AART SCHOUMAN (1710-1792). Ingenious Painter and Draughtsman
LAURENS J. BOL
1991. (31 x 26 cm) 125 pp. with 105 ills. (70 in color). Cloth bound with dustjacket
ISBN 90 70288 73 7
Aart Schouman can be aptly described as one of the most neglected and underestimated painters of the eighteenth century. The explanation for this can undoubtedly be found in the fact that a great part of his oeuvre - painted wall-hangings and chimney- and doorpieces - were nailed firmly in place in the rooms and halls for which they were made, unintentionally relegated to obscurity.
In the field of painted wall-hangings Aart Schouman had a predecessor in his fellow townsman Abraham Busschop, who was in his turn, inspired by Melchior d'Hondecoeter.
After a short period in which he painted religious and mythological subjects, Schouman proceeded to make his most important contribution in this field: the many colored bird-piece, with indigenous and exotic birds and mammals. Many of these wall-hangings were removed from their original 'homes' and subsequently sold to collectors abroad or lost. Only one set was preserved for the Netherlands, acquiring a place in the Royal Palace 'Huis ten Bosch'.

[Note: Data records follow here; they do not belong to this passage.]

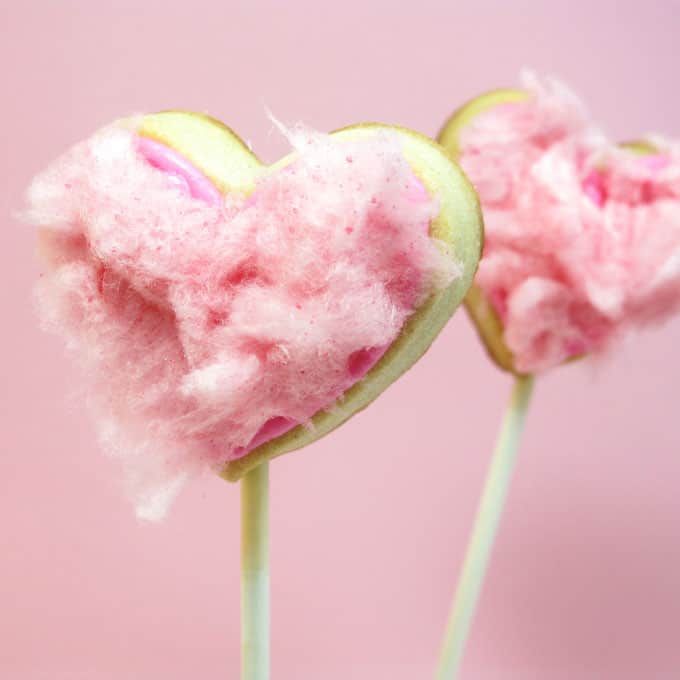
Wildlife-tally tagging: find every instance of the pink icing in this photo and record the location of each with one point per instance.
(185, 174)
(210, 324)
(582, 236)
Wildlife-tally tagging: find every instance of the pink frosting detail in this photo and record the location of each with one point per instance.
(180, 171)
(582, 236)
(209, 326)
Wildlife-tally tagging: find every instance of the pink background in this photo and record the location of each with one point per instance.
(584, 582)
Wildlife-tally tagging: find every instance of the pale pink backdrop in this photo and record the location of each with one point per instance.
(369, 524)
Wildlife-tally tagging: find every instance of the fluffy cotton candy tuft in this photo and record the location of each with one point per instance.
(206, 327)
(582, 236)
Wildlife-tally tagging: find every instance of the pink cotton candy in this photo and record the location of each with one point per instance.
(582, 236)
(209, 326)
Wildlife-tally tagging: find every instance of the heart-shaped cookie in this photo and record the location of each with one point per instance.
(577, 228)
(380, 213)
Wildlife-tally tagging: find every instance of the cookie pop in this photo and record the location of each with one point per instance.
(226, 312)
(582, 247)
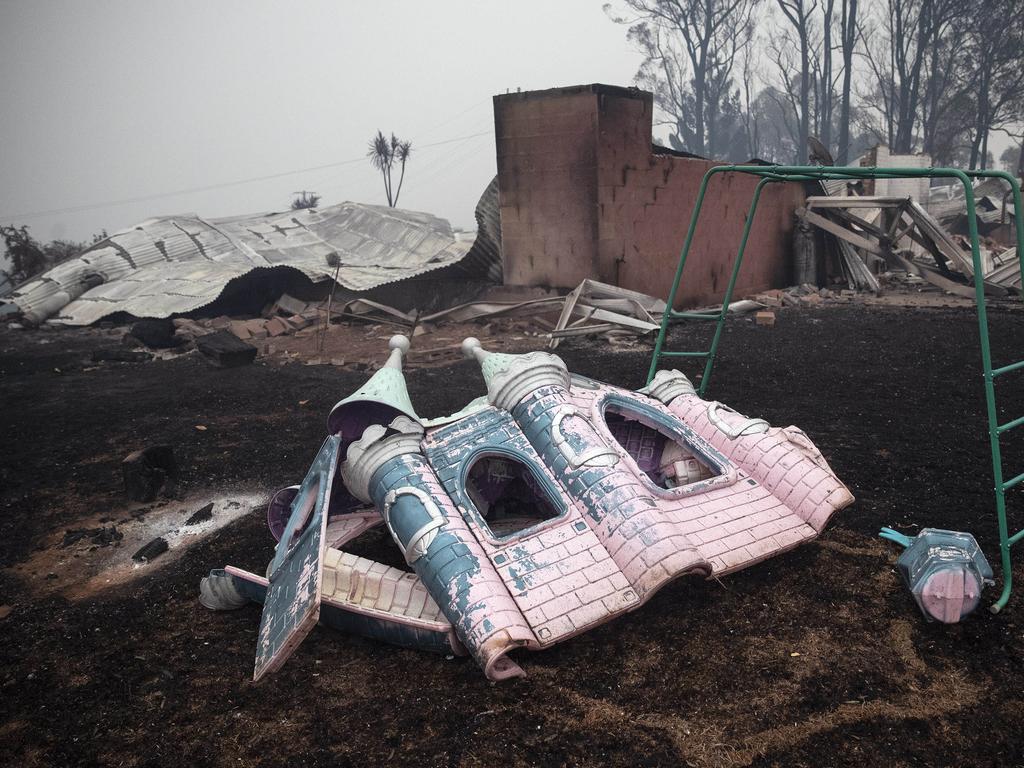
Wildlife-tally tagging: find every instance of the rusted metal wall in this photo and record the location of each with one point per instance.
(582, 195)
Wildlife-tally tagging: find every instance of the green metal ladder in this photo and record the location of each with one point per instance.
(773, 174)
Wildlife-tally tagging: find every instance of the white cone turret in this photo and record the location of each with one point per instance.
(512, 377)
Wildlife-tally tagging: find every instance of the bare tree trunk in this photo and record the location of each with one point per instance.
(825, 100)
(849, 34)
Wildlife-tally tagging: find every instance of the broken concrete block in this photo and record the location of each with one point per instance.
(257, 328)
(290, 305)
(152, 550)
(226, 349)
(146, 471)
(120, 355)
(156, 333)
(201, 515)
(276, 327)
(188, 330)
(241, 329)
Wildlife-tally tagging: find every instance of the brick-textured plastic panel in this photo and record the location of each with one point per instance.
(293, 599)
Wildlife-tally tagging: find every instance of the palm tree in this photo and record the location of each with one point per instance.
(383, 154)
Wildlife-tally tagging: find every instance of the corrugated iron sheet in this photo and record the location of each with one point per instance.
(176, 264)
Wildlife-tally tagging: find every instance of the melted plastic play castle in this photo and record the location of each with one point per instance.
(552, 505)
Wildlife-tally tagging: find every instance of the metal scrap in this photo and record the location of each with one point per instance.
(176, 264)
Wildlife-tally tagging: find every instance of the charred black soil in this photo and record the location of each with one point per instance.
(817, 657)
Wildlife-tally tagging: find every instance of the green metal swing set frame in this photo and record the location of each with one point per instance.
(772, 174)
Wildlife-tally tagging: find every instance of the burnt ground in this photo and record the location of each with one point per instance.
(815, 657)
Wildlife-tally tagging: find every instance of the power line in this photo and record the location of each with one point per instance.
(210, 187)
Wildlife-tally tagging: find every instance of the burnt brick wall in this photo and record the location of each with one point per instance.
(583, 196)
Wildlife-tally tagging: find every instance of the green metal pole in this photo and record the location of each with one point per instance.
(1000, 487)
(737, 262)
(667, 316)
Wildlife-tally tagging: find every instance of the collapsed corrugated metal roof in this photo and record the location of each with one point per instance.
(176, 264)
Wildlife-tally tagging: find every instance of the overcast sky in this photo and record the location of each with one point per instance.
(112, 100)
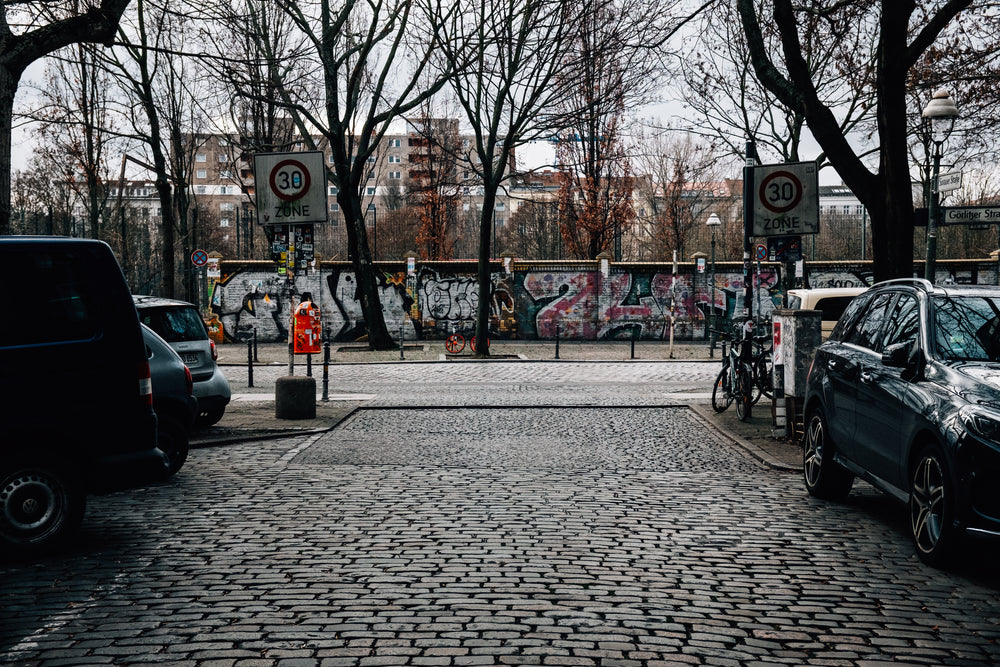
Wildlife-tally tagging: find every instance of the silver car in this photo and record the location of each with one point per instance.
(180, 324)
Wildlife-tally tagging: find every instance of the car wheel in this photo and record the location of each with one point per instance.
(932, 507)
(210, 417)
(721, 398)
(824, 477)
(172, 440)
(39, 507)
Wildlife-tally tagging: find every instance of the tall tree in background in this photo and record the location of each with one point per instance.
(371, 60)
(901, 36)
(507, 57)
(75, 124)
(679, 183)
(616, 70)
(42, 28)
(434, 185)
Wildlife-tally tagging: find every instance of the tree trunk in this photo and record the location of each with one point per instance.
(8, 87)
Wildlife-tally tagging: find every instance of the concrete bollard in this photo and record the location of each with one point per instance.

Schouman's two main channels of expression were painting and drawing. Of the large number of oil paintings he made, only a few have been handed down to us. Examples of his draughtmanship however, have been been preserved in superabundance. There are numerous depictions in Indian ink, watercolor, and gouache of animals (especially birds) and plants, as well as topographical views. In this last category Schouman may be called one of the first modern Dutch aquarellists.